According to the Intuit QuickBooks 2026 AI Impact Report, the top five use cases among AI-adopting small businesses are marketing (43%), customer service (36%), administrative tasks (33%), data processing (32%), and bookkeeping (29%). Marketing and admin/bookkeeping together represent the best starting points for owners new to AI because they offer measurable returns on both revenue and time.
Does AI actually increase revenue for small businesses?
The QuickBooks data shows 41% of AI-using small businesses report higher revenue, compared to just 2% who report lower revenue. That's a strong positive signal, though the effect varies by workflow. Owners who apply AI to their marketing and outreach work tend to see the most direct revenue impact because those workflows have a clear connection to pipeline and closed business.
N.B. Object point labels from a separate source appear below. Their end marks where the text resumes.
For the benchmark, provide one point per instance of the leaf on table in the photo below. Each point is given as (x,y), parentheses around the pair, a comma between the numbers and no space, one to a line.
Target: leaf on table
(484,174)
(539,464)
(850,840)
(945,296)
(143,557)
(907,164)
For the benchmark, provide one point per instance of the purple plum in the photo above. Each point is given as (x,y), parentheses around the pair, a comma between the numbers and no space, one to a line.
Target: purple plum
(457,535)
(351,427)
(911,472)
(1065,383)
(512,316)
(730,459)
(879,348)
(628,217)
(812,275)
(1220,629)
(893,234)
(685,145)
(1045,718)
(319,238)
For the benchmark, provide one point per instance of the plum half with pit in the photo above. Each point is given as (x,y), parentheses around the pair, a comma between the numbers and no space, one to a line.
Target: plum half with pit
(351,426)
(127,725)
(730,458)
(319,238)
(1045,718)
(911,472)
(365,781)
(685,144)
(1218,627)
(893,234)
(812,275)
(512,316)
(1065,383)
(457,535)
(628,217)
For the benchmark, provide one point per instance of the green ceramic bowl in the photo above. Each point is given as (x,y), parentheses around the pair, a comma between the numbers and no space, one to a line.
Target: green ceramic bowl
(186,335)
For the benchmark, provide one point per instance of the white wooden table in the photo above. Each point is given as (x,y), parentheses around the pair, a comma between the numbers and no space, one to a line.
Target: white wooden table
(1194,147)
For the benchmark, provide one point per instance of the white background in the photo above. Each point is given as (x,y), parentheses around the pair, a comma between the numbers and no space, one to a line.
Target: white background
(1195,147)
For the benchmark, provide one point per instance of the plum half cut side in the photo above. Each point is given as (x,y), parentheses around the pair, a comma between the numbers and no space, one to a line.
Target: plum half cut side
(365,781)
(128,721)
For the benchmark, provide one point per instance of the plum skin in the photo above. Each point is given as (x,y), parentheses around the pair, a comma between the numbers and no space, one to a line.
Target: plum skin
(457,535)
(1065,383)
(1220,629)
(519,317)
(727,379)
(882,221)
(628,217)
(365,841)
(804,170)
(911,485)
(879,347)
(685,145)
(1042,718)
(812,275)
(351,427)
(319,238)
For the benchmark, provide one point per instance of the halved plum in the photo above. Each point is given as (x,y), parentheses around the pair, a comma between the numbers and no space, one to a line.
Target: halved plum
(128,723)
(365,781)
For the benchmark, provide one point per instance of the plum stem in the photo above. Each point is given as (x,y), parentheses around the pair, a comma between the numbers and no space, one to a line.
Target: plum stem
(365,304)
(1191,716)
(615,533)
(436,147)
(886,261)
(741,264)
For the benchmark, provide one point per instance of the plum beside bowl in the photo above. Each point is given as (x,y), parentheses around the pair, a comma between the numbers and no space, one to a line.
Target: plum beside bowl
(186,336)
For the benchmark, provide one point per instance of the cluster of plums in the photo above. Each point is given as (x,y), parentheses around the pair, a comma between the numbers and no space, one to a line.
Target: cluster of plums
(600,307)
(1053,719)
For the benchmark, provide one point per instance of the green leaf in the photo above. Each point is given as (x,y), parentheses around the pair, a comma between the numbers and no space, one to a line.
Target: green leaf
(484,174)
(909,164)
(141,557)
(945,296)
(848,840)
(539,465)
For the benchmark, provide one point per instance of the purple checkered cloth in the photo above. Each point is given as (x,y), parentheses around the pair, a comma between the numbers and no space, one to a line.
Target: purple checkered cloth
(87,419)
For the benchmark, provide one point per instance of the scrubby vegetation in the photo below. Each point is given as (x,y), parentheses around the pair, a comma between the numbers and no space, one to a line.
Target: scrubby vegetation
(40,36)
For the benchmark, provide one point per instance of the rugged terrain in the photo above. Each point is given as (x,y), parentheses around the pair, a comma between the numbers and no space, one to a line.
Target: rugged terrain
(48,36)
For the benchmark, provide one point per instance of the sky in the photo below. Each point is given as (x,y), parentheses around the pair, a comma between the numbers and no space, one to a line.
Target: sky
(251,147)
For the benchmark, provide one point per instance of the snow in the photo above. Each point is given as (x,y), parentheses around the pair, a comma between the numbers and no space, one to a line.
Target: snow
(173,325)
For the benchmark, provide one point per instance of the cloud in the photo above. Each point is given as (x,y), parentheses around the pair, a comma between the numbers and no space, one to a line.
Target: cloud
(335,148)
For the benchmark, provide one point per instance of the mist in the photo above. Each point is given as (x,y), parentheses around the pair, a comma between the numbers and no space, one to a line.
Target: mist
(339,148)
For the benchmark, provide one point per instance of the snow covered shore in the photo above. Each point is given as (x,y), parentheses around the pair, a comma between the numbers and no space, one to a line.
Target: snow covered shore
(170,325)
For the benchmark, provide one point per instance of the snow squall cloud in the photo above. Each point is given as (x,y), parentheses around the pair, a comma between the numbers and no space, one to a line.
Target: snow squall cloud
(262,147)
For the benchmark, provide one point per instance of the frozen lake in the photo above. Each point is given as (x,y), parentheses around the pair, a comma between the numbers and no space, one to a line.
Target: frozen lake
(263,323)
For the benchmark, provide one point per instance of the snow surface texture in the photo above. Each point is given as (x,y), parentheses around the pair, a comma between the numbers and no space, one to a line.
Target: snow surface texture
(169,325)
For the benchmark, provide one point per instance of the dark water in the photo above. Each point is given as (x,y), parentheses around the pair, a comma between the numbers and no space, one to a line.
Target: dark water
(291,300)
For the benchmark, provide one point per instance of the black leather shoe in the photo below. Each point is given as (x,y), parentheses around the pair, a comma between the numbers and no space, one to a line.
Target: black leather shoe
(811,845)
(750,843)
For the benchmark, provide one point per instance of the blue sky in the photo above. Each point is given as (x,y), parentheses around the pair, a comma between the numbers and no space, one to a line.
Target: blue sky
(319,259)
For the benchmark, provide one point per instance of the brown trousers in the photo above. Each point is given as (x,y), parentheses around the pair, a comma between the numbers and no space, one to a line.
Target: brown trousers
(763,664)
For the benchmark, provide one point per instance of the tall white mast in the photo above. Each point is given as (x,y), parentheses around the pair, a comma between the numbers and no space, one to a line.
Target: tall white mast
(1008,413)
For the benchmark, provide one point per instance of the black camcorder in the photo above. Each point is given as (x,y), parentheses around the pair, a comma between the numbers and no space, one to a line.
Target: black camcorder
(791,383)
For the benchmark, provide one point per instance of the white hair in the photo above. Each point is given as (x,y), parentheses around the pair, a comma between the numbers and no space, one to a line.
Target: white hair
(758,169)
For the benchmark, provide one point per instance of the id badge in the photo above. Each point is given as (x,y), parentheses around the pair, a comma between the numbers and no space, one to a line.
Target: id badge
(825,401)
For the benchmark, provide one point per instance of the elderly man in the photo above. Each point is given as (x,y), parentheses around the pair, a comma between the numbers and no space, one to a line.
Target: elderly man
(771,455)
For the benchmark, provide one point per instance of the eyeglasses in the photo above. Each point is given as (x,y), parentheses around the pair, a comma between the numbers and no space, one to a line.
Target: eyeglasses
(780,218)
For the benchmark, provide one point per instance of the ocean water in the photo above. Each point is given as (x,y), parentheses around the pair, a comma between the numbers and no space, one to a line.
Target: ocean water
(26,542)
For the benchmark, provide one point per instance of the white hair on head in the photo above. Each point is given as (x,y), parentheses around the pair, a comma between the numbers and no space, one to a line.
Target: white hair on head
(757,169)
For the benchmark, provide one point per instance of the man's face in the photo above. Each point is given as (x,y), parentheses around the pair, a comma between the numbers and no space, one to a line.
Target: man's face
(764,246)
How do I measure whether AI is paying off for my business?
The simplest method is a before/after measurement. Before adopting AI in a given workflow, record how many hours per week that workflow takes and what the typical output looks like. After 60 to 90 days of AI use, measure both again. If hours dropped and output held or improved, the tool is paying off. If neither metric moved, the process or tool needs adjustment. This avoids the common trap of "using AI" without knowing whether it's actually delivering a return.